La SIA est fréquemment appelée à se prononcer publiquement sur des projets de construction. Si elle se positionne très clairement sur la culture du bâti, au cas par cas, les choses ne sont pas toujours aussi limpides...

Date de publication
07-12-2020

La SIA s’engage pour un cadre de vie durable et porteur d’avenir ainsi que pour une culture du bâti de qualité. Théoriquement, il lui suffirait donc de subordonner toutes ses actions et prises de position à cette ambition. Malheureusement, en pratique, les choses ne sont pas toujours aussi limpides – le débat autour du développement de la zone sud du site de Roche à Bâle l’a récemment prouvé.

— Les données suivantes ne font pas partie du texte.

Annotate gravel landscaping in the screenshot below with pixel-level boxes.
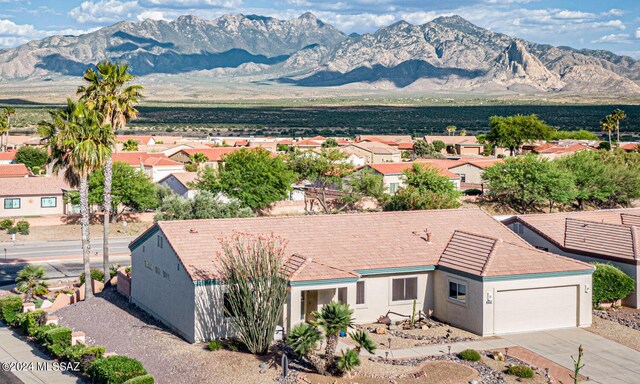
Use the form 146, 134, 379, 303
55, 288, 281, 384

En effet, le projet de construction d’une troisième tour signée Herzog et de Meuron tourne au véritable casse-tête... Sa réalisation supposerait le sacrifice de deux immeubles iconiques de l’architecture industrielle moderne: le bâtiment administratif dessiné par Otto Rudolf Salvisberg et la tour de bureaux de Roland Rohn datant des années 50. Le débat riche et complexe mené dans le cadre des dialogues architecturaux de Bâle a démontré que le choix est cornélien, les – multiples – opinions relevant de perspectives différentes et portant toutes une part de légitimité. Pourtant, les médias demandent à la SIA de trancher. Faut-il raser pour laisser la place au futur? Préserver à tout prix le patrimoine? Ou opter pour une neutralité toute helvétique – sous peine de se voir reprocher de ne pas avoir d’avis? Quelle que soit la voie choisie, la SIA prêterait le flanc à la critique. Face à ce qu’il convient de nommer un trilemme, la SIA ne prendra pas fait et cause, et ceci vaut également pour d’autres cas similaires. Car de temps à autre, des décisions univoques doivent être prises, et cela ne peut toujours se faire sans renoncements.

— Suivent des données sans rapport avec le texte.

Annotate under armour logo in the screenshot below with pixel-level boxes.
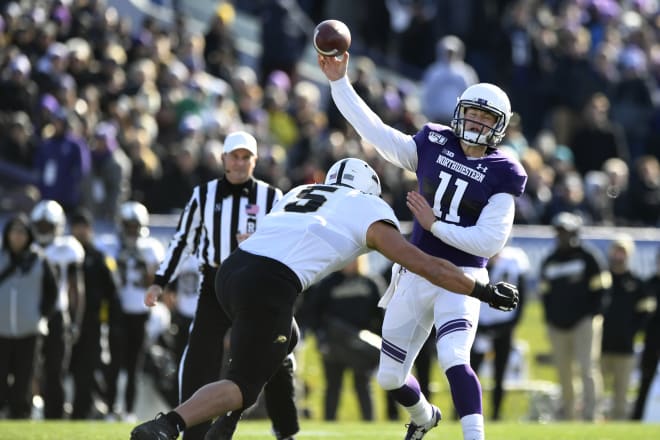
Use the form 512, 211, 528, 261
429, 131, 447, 145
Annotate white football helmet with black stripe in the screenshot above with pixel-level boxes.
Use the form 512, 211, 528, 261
325, 158, 381, 196
30, 200, 66, 246
451, 83, 511, 147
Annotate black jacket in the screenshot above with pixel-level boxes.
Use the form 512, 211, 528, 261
540, 245, 611, 329
602, 271, 652, 354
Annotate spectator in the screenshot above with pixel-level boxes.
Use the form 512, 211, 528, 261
632, 249, 660, 420
204, 2, 238, 82
30, 200, 85, 419
601, 234, 653, 420
83, 122, 132, 223
107, 201, 165, 422
420, 35, 479, 125
568, 93, 630, 176
0, 111, 35, 170
602, 157, 634, 225
0, 53, 38, 114
539, 212, 612, 421
305, 256, 383, 421
470, 246, 529, 420
612, 45, 653, 160
543, 171, 593, 224
0, 214, 57, 419
35, 108, 90, 211
259, 0, 314, 84
70, 210, 121, 419
630, 156, 660, 226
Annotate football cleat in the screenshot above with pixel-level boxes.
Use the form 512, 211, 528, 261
404, 405, 442, 440
131, 413, 179, 440
204, 411, 241, 440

Même les sections de la SIA l’enjoignent régulièrement à prendre position – une manière de conférer une envergure nationale à un débat régional. Fréquemment, l’objectif poursuivi est d’empêcher, à la dernière minute, la réalisation de projets fondés sur des procédures de passation des marchés non conformes aux directives de la SIA. Des revendications somme toute en adéquation avec les pratiques qu’elle défend. Mais la question de fond est ailleurs: cela sert-il vraiment l’engagement de la SIA si elle se trouve dépeinte dans les médias comme «gendarme des procédures» par qui les projets échouent?